Gibbs isn’t a South Florida native or a school teacher, but rather, JetBlue’s director of corporate social responsibility. “Whenever there is a disaster—manmade or natural—if there is an opportunity for us to help, we do: specifically, if it’s a city that we serve or a city that really is near and dear to our crew members,” says Gibbs, who has been with the airline since its inception in 1999.
In the aftermath of the shooting, JetBlue, which has more than 5,000 workers who call Florida home, flew victims’ families to and from the Sunshine State for free, provided complimentary ground transportation via Lyft to and from the airport, and set up a blood drive, where blood was donated to local blood banks to help replenish the inventory that was depleted following the shooting.

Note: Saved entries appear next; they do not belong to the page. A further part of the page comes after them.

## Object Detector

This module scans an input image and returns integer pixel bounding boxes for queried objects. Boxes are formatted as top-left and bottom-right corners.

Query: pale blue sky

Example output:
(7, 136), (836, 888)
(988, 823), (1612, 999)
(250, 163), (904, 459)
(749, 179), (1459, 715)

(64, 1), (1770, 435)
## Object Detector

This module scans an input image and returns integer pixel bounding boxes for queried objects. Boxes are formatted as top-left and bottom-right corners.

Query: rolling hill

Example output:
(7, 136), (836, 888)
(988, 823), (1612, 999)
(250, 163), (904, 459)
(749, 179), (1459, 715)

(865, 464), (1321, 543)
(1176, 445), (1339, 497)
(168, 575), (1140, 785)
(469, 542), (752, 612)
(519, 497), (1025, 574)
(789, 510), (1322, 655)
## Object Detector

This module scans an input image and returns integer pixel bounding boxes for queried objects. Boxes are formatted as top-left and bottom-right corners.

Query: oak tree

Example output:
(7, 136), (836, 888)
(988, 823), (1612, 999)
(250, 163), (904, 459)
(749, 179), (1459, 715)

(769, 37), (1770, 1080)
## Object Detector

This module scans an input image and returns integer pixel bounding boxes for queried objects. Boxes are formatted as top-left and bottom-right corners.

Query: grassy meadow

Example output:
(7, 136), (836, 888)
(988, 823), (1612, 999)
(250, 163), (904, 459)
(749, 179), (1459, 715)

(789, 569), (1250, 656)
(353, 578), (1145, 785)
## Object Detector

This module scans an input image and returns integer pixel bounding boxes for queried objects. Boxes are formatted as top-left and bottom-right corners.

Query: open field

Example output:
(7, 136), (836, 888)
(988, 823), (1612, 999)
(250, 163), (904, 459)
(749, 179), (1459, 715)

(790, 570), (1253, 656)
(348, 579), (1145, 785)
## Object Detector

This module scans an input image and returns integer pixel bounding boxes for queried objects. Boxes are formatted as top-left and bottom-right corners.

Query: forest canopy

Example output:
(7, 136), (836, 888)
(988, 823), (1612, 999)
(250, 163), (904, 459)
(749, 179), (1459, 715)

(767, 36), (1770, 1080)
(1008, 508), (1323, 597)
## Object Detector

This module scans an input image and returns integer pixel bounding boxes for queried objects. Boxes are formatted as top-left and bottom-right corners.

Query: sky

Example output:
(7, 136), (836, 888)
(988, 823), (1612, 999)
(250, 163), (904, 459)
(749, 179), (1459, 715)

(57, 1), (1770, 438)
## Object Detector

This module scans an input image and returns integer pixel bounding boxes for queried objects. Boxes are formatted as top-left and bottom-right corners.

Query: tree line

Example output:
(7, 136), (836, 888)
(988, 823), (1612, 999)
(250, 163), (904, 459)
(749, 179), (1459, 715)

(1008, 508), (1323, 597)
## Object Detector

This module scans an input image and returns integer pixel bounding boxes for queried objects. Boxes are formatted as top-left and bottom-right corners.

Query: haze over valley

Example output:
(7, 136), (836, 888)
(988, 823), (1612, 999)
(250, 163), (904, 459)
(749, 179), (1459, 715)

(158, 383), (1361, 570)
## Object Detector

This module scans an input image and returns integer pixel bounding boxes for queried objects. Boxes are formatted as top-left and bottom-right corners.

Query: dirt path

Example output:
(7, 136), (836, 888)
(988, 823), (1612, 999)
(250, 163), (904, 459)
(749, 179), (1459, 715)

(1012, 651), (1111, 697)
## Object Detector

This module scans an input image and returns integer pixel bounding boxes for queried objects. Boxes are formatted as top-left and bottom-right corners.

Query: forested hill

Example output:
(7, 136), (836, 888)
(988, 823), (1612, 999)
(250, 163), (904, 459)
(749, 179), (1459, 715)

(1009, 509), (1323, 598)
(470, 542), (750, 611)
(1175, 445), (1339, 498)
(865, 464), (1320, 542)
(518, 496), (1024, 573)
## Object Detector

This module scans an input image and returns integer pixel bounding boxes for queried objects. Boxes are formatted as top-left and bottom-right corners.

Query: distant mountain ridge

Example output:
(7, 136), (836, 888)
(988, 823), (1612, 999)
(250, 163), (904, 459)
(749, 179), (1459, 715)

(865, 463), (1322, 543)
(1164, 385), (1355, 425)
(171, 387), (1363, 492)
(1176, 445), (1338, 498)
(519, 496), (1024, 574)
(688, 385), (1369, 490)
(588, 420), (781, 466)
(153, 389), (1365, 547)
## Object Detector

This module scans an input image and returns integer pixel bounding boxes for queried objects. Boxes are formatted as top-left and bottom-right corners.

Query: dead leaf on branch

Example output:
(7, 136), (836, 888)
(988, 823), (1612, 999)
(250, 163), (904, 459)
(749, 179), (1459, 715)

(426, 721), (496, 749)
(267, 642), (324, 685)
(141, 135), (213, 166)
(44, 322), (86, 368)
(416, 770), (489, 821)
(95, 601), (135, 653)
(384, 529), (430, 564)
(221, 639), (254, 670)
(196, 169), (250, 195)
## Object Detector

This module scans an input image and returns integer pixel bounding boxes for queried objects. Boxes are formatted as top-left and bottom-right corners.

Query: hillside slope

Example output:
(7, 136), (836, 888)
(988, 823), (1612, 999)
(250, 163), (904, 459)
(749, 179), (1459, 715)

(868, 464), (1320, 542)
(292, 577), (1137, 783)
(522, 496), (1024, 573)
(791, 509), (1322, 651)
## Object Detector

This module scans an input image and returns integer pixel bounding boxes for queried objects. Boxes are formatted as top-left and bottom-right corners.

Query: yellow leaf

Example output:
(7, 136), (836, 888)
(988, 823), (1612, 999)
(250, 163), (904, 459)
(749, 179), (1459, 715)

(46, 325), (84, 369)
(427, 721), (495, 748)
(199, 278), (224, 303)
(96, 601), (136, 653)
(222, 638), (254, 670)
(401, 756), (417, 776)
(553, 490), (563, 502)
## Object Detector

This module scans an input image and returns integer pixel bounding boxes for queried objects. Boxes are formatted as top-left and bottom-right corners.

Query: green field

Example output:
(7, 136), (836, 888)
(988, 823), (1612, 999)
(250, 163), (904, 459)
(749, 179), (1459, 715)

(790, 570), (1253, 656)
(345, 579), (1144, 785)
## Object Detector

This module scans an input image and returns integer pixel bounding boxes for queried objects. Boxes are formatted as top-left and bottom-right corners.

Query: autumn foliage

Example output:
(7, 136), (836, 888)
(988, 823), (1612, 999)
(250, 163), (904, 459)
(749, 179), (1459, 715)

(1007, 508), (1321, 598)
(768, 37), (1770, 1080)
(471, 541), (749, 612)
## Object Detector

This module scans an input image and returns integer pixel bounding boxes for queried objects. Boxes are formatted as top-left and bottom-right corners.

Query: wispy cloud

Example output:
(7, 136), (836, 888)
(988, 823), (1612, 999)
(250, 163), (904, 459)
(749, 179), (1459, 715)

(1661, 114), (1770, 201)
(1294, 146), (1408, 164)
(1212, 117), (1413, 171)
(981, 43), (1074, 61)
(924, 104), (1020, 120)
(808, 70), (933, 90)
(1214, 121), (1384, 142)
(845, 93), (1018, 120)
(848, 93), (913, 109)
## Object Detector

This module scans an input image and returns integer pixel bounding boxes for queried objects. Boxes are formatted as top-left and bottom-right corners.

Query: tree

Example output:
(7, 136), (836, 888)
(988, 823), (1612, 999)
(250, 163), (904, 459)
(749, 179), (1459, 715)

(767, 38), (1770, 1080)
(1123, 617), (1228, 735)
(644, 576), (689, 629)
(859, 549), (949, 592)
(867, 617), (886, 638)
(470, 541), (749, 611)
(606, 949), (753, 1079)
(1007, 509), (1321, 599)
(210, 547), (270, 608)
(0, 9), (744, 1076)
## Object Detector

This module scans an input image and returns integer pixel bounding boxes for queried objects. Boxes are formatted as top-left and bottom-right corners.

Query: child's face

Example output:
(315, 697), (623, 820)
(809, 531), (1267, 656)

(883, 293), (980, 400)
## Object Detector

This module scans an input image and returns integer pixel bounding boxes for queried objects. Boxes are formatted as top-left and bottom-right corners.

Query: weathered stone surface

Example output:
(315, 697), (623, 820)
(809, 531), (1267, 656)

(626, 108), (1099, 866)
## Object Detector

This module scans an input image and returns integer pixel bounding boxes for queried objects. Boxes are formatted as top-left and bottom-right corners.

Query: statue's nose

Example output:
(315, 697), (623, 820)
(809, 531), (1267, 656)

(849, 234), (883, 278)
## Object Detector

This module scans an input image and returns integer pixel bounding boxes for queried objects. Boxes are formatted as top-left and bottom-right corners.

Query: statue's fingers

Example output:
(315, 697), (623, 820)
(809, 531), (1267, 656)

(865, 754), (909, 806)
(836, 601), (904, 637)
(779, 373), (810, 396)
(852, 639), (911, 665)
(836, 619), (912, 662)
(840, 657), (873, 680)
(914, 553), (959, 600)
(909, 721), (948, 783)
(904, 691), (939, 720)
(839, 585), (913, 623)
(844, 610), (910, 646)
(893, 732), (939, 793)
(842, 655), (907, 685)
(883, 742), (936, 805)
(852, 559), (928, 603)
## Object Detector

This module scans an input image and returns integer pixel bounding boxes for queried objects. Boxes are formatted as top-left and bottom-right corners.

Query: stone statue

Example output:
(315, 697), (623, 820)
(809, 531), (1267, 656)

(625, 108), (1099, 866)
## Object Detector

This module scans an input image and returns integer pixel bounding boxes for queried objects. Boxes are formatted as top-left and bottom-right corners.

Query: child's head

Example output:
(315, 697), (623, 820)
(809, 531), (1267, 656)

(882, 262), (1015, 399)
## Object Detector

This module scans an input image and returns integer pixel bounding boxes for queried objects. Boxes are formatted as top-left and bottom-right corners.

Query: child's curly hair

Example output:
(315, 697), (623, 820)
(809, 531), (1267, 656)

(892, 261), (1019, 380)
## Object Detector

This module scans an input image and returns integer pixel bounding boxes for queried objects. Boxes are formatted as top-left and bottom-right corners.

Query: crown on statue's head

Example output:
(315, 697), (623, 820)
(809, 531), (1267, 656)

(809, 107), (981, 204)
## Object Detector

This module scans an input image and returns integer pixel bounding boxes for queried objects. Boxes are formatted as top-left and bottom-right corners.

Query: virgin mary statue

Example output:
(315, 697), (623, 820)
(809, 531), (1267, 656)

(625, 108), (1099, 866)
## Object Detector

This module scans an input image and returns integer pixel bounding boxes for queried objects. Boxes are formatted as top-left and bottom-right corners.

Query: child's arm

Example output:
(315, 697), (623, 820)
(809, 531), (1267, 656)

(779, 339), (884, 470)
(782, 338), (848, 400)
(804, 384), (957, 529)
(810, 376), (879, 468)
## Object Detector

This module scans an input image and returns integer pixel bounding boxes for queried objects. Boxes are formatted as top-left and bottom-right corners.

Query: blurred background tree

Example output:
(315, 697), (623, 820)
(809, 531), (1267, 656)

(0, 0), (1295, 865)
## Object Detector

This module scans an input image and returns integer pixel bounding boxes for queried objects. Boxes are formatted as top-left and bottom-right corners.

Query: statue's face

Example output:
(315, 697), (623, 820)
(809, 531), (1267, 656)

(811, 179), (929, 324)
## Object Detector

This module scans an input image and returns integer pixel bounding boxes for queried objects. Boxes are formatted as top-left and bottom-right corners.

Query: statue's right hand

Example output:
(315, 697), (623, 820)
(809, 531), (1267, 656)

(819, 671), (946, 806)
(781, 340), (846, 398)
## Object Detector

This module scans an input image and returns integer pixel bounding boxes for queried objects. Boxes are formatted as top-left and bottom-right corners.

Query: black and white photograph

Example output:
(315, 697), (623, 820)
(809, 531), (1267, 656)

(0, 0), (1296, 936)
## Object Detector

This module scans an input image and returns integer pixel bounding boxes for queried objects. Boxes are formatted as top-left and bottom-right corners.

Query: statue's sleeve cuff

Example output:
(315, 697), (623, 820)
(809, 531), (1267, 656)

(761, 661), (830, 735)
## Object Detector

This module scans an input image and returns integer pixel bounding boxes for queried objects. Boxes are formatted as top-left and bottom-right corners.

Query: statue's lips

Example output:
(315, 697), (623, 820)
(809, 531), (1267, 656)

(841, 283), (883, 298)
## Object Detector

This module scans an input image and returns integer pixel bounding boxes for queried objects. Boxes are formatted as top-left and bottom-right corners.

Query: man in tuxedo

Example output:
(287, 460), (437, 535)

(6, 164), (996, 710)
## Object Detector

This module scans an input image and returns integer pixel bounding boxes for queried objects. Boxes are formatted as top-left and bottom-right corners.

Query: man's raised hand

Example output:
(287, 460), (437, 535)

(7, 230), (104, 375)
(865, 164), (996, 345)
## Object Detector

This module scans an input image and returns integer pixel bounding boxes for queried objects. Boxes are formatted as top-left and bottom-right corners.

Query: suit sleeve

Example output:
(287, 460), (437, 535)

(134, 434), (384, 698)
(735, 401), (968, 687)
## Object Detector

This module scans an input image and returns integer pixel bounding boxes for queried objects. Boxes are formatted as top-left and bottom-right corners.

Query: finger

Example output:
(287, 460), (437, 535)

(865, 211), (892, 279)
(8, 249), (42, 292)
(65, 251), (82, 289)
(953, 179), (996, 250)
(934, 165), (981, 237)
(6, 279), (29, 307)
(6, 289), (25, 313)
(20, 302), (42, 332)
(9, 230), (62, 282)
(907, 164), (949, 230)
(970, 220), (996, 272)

Gibbs says JetBlue was founded and committed to “always doing the right thing"—so much so that its efforts stand out amid news cycles of overbooked flights, passengers getting dragged off planes, and disruptive customers who cause planes to be turned around. In the past year alone, the New York–based airline, the sixth-biggest domestic carrier, covered flights for family members of those affected by the Orlando nightclub shooting, sent 1.5 million pounds of relief supplies and provided more than 1,100 seats to emergency personnel to Puerto Rico after Hurricane Maria, among 33 other initiatives), and brought a literacy program that provides vending machines full of books to Houston as the city reeled from the impact of Hurricane Harvey.